Trabzonspor'un efsane futbolcusu Ali Kemal Denizci çok önemli açıklamalarda bulundu. İşte Denizci'nin açıklamaları;
- Siz Trabzonspor'un efsanesisiniz. Artık Trabzonspor geçtiğimiz yıl dibe vurdu diyebilir miyiz?
Dibin dibine vurdu. Son birkaç yılda yapılan yanlışlar, yönetim hataları bilhassa Trabzonspor'u bu hale getirmiştir. Trabzonspor geçen yıl küme düşmediyese Allah'a şükretmesi lazım. En kötü futbol oynayan Trabzonspor'du. Her konuda en kötü Trabzonspor'du. Bunlar yönetimlerin verdiği hasarlardı.

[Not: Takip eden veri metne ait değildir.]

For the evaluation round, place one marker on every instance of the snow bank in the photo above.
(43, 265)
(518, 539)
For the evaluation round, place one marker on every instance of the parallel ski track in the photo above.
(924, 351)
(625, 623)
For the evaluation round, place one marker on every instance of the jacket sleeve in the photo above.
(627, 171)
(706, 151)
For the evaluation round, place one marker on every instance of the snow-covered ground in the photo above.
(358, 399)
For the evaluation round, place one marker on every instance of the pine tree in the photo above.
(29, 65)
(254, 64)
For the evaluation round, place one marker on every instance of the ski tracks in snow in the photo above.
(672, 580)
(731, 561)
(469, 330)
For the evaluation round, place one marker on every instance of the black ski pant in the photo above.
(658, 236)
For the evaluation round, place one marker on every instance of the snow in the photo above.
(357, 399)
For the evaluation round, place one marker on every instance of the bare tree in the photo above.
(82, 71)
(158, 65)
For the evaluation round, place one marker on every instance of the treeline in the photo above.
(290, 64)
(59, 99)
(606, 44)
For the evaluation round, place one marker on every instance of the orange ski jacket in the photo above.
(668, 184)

- Camia 3 Temmuz'un etkisinden kurtulamadı mı, 3 Temmuz başarısızlıklara kılıf mı oluyor?
Kesinlikle bu 3 Temmuz olayı değil. 3 Temmuz bahane edildi. Vatan, millet havasına sokulup seçim kazanıldı. 3 Temmuz gündemde tutuluarak yapılan tüm hatalar ve yanlış transferler gibi birçok şey, o olaya bağlanarak insanlar aldatıldı. Tabi ki 3 Temmuz Trabzonspor için önemliydi. Bu olay kullanılarak iş başka yerlere getirildi.

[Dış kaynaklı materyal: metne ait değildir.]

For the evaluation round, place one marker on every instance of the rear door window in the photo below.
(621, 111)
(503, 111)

- Ersun Yanal 3. kez Trabzonspor'a geldi. Başarı geleceğine inanıyor musunuz?
"TRABZONSPOR DOĞRU YAPTI"
Trabzonspor'a özümüzden bir insanı düşünürdüm. Hami'nin başarısızlığı kendi özümüzdeki başarısızlığa neden oldu. Benim düşüncem kendi özümüzden isim olmazsa, yerli hocadan yanaydı. Yabancı teknik direktör gelip bizi tanıyıp, iskeleti tanıyana kadar çok şey kaybedebilirdik. Ersun Yanal, Türkiye'de 5 hoca sayacaksak bu listede yer alır. Demek ki Trabzonspor doğru yaptı. Ersun Yanal'ı istemeyenler de vardır. Bu konuda bana kızabilirler ama Trabzonspor'un menfaatleri için doğru isim bana göre...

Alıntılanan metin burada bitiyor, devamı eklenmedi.